O retorno de um grande amor não é um simples reencontro. É um terramoto silencioso que ressoa no mais profundo do ser, um reencontro de almas que o tempo e a distância tentaram, em vão, separar. É a melodia mais doce para quem insistiu em esperar, e a sinfonia mais aterradora para quem hesita em tocar a porta. A literatura, o cinema e a vida real estão repletos desses momentos de volta, onde a esperança e o medo dançam uma valsa intricada.
Por que hesitar diante do tão sonhado reencontro? Nenhuma história ilustra melhor esse paradoxo do que a de Odisseu e Penélope, de Homero. Após vinte anos de guerra e viagem, o herói finalmente volta a Ítaca. Mas ele não corre para os braços de sua rainha. Em vez disso, ele se disfarça de mendigo. A vergonha e o medo são seus companheiros. Vergonha dos anos perdidos, da sua aparência envelhecida e marcada pela guerra, da possibilidade de não ser mais o homem que ela amou. E medo: medo de que ela tivesse seguido em frente, medo de que o amor tivesse se esvaído na sua longa ausência, medo de que o palácio estivesse ocupado por outro. Ele precisava ter certeza de que o amor dela não era pela lembrança de um homem, mas pelo homem que ele ainda era. A prova do tear, onde Penélope tecia e desmanchava a mesma peça para enganar os pretendentes, foi a resposta silenciosa que ele precisava: a fidelidade não era à sua memória, mas à sua essência.
Esta dúvida é universal. Quem dá o primeiro passo? Quem se arrisca a estender a mão após tanto tempo? Não há uma regra, mas sim um delicado jogo de intuição e coragem.
Às vezes, é a força tranquila de quem esperou que abre a porta. Como Penélope, que manteve a chama acesa, ou como a poesia de Florbela Espanca, que mesmo na angústia clamava: "Que moinho de vento me tornei!/.../Eu que me havia de morrer de amor!". A pessoa que espera muitas vezes é a âncora, o porto seguro que sinaliza: " ainda estou aqui, o lugar segue teu".
Outras vezes, é o arrependimento transformado em ação de quem partiu que inicia o retorno. É o amante que, após perceber o vazio da vida sem o grande amor, precisa vencer o orgulho. É a essência da pergunta feita em tantas canções, como no samba de Paulinho da Viola: "Pra que mentir, dizer que não quer voltar?/ Eu sei que sim, você vai me perdoar". É o gesto grandioso, como em "O Morro dos Ventos Uivantes", onde a paixão de Heathcliff e Catherine é tão intensa que transcende a morte, um chamado eterno que não pode ser ignorado.

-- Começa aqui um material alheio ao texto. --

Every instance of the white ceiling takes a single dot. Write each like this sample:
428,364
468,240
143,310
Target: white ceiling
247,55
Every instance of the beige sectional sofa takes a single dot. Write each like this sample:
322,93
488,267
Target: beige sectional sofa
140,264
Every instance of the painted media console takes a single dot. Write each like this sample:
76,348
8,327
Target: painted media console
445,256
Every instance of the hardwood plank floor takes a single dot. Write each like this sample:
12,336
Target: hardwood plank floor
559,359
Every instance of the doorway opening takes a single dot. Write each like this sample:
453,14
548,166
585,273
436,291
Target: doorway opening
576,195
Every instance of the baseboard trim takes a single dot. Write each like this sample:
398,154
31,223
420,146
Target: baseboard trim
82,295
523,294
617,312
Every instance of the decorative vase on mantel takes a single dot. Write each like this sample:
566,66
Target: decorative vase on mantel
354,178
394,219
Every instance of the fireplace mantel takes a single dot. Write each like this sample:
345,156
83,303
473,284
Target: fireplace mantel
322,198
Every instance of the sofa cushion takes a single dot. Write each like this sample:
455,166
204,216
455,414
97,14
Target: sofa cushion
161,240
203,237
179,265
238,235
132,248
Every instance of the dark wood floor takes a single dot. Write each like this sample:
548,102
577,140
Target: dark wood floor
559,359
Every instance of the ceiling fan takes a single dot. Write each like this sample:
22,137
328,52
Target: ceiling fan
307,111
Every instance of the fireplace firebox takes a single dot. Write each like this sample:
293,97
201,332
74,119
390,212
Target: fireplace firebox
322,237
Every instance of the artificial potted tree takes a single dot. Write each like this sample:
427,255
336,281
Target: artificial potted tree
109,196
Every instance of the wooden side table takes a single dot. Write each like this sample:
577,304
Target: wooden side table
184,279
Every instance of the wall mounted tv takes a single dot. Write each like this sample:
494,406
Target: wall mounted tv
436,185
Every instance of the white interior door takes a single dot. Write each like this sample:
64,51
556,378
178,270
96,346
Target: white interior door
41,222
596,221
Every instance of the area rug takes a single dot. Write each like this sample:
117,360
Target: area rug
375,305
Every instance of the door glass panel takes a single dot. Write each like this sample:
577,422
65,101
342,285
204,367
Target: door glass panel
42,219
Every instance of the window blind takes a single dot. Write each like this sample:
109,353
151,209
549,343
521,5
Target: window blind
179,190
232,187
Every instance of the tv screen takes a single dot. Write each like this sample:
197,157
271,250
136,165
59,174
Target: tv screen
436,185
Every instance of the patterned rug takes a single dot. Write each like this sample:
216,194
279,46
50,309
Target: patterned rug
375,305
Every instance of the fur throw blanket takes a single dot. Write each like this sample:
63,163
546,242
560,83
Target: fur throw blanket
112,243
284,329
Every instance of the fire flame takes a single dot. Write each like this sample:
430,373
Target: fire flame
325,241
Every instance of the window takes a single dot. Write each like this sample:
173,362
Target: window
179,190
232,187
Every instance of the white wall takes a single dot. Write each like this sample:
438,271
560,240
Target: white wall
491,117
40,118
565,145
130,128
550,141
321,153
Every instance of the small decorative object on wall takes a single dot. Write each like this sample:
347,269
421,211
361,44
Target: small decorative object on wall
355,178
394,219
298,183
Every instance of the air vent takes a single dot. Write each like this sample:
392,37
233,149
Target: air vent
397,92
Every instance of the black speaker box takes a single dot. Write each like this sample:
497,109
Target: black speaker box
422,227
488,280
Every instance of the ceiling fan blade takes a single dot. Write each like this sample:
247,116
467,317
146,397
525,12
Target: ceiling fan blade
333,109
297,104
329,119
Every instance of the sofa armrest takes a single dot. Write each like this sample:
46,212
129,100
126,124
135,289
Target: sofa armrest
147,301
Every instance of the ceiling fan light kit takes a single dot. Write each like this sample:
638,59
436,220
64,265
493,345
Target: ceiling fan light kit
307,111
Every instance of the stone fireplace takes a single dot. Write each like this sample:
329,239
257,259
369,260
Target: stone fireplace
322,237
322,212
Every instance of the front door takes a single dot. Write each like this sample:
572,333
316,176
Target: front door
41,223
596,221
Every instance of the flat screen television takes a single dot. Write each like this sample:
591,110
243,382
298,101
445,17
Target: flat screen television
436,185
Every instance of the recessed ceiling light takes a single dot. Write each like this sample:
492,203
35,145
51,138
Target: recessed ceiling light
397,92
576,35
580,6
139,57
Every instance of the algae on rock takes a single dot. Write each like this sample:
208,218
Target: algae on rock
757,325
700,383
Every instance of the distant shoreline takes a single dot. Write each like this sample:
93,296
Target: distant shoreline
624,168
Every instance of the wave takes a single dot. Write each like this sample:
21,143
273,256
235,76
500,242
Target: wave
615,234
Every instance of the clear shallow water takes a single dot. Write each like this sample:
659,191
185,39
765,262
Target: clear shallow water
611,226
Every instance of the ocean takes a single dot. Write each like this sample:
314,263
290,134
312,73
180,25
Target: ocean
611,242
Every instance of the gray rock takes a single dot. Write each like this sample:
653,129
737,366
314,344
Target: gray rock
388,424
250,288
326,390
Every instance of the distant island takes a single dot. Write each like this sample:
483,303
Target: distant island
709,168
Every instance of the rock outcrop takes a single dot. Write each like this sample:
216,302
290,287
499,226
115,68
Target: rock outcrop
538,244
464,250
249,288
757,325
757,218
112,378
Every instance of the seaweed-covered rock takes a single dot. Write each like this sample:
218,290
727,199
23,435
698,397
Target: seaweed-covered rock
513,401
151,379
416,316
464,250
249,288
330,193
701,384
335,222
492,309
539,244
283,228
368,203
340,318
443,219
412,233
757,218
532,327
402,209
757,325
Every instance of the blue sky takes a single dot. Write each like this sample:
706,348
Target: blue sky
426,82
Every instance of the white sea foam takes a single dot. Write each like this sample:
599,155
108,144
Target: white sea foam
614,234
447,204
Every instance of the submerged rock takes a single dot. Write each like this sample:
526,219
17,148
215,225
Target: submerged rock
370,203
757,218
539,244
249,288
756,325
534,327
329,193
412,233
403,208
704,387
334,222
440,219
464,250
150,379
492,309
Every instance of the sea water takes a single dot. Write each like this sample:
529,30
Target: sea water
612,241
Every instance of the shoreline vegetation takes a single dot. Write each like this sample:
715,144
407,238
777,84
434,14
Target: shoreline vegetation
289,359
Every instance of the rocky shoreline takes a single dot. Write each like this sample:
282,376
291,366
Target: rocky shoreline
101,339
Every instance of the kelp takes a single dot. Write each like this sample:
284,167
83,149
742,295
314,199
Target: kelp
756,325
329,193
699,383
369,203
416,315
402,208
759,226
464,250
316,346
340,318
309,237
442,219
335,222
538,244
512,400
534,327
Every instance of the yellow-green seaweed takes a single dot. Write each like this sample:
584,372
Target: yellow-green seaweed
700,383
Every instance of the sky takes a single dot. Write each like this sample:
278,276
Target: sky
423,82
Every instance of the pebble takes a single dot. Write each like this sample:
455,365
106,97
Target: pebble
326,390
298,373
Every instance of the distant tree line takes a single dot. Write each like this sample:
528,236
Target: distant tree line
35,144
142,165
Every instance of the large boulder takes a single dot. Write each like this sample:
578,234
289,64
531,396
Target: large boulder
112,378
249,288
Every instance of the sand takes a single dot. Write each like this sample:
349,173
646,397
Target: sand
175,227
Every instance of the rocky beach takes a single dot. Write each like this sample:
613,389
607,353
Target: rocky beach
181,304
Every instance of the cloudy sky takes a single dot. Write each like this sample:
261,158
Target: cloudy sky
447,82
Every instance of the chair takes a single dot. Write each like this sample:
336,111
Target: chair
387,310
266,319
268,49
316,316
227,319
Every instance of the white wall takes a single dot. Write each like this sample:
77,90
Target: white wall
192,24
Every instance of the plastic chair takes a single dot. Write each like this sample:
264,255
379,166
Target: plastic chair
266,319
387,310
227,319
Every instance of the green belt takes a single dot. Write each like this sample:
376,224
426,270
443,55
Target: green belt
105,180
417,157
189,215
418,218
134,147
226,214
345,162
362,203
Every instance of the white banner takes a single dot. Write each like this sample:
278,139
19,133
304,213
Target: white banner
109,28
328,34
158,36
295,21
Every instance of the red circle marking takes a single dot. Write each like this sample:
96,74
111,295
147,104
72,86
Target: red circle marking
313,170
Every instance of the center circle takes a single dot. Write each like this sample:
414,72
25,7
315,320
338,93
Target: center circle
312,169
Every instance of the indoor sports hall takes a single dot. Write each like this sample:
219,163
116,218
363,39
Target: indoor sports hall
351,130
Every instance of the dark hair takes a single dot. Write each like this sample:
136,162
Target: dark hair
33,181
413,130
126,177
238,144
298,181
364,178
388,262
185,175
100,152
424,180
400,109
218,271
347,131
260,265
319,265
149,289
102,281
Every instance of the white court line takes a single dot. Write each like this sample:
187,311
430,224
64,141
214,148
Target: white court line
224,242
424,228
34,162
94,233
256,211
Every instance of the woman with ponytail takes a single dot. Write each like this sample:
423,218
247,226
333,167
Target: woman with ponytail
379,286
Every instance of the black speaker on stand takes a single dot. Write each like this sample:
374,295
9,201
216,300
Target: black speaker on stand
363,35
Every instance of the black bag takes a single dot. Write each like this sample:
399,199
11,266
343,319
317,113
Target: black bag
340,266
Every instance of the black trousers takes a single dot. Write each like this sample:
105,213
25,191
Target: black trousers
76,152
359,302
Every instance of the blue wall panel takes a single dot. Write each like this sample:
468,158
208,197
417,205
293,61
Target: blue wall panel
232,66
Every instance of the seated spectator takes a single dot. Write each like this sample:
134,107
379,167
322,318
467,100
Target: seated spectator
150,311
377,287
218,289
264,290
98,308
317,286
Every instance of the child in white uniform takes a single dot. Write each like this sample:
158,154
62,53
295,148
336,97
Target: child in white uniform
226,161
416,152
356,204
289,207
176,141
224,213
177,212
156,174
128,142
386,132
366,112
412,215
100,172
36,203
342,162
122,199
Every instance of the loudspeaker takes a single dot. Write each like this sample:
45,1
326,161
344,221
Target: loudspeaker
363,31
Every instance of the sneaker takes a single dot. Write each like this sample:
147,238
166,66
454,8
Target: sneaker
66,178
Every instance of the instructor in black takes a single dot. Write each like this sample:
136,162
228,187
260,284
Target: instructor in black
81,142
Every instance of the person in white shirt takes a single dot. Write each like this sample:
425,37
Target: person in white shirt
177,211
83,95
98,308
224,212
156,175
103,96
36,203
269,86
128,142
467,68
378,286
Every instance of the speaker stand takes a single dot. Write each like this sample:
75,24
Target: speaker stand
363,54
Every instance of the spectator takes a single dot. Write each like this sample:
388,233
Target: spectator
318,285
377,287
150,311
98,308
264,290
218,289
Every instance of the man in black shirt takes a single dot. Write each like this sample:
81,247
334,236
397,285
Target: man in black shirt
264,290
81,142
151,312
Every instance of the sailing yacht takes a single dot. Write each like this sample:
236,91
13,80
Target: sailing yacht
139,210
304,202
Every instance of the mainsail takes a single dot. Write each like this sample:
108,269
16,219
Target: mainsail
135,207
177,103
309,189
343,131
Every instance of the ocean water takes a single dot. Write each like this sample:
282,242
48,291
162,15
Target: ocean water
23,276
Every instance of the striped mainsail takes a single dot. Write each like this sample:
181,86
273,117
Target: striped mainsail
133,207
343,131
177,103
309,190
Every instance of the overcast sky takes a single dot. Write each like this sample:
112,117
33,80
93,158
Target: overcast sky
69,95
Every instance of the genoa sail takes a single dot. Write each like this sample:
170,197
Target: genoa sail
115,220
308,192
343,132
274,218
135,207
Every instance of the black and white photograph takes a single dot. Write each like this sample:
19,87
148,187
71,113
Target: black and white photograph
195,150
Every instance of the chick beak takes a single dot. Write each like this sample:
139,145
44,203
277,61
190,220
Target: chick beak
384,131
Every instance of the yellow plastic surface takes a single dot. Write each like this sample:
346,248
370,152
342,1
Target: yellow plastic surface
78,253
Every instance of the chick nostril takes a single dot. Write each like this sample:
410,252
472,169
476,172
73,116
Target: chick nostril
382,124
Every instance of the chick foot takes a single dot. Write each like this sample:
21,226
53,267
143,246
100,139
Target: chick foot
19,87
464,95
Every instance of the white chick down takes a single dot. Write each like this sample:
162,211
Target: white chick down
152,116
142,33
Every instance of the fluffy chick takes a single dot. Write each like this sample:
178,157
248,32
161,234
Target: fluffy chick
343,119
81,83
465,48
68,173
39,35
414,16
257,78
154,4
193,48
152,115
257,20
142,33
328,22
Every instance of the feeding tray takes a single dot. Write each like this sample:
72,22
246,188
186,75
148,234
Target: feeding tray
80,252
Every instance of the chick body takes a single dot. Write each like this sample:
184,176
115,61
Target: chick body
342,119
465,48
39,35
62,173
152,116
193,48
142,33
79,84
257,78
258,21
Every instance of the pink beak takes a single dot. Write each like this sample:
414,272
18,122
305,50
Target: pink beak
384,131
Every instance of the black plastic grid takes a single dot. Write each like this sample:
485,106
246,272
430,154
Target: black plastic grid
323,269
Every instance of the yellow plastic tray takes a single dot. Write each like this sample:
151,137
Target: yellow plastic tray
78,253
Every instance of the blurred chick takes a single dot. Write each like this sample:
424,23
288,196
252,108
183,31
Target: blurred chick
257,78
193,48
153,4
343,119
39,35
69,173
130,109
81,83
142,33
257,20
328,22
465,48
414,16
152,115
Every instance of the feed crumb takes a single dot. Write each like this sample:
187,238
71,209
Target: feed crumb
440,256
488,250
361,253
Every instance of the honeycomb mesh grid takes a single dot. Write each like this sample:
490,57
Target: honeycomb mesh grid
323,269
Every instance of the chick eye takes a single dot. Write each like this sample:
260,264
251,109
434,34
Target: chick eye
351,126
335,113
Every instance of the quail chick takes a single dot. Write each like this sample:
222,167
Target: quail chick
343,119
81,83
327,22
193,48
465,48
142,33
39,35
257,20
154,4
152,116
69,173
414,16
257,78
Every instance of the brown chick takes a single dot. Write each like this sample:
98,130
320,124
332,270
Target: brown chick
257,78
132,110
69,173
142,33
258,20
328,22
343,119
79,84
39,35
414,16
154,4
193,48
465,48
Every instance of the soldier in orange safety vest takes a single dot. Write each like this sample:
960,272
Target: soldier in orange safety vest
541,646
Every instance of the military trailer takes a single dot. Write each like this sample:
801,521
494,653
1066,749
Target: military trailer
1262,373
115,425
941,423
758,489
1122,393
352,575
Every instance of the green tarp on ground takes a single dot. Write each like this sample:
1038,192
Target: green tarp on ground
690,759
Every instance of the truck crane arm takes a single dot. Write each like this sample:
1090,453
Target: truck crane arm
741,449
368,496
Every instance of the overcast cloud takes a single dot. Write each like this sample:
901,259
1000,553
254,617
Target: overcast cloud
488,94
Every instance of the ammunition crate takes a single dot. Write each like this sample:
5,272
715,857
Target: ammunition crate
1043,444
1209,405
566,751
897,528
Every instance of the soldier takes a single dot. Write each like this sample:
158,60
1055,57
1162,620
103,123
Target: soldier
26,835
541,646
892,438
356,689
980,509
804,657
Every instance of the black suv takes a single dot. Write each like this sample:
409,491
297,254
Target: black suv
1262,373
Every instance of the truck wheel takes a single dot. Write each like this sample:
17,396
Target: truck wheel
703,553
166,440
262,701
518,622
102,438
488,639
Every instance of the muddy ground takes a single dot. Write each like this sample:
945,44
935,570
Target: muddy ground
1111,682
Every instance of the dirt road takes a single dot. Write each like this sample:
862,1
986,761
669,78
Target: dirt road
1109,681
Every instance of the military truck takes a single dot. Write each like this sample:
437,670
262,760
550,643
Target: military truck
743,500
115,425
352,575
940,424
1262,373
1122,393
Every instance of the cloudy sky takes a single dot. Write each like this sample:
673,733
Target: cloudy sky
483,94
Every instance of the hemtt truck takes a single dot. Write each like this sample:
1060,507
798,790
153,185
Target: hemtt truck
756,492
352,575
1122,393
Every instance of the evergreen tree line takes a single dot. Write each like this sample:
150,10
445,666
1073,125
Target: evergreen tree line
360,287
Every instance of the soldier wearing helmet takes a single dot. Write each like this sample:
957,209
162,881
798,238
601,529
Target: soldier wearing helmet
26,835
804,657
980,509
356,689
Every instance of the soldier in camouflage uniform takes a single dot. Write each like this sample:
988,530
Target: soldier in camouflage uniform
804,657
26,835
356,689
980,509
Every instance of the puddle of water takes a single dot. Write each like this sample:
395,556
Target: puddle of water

Histórias reais também ecoam esse dilema. O compositor Robert Schumann e a pianista Clara Wieck travaram uma batalha judicial contra o próprio pai dela para ficarem juntos. Após a vitória, o primeiro passo foi selado não apenas por cartas de amor, mas por uma luta conjunta. Já o filósofo Jean-Paul Sartre e Simone de Beauvoir, mesmo com um relacionamento aberto, sempre retornavam um ao outro, porque o primeiro passo era, na verdade, uma contínua conversa intelectual e emocional que nunca cessou.
O primeiro passo pode ser um simples "olá" após uma década, um like em uma foto antiga, ou um convite para um café. Pode ser um poema, uma música que lembra ambos, ou apenas um silêncio que diz tudo. No final, o retorno sempre exige que dois passos se encontrem no meio do caminho: um de quem volta, e outro de quem, de coração aberto ou cauteloso, decide esperar.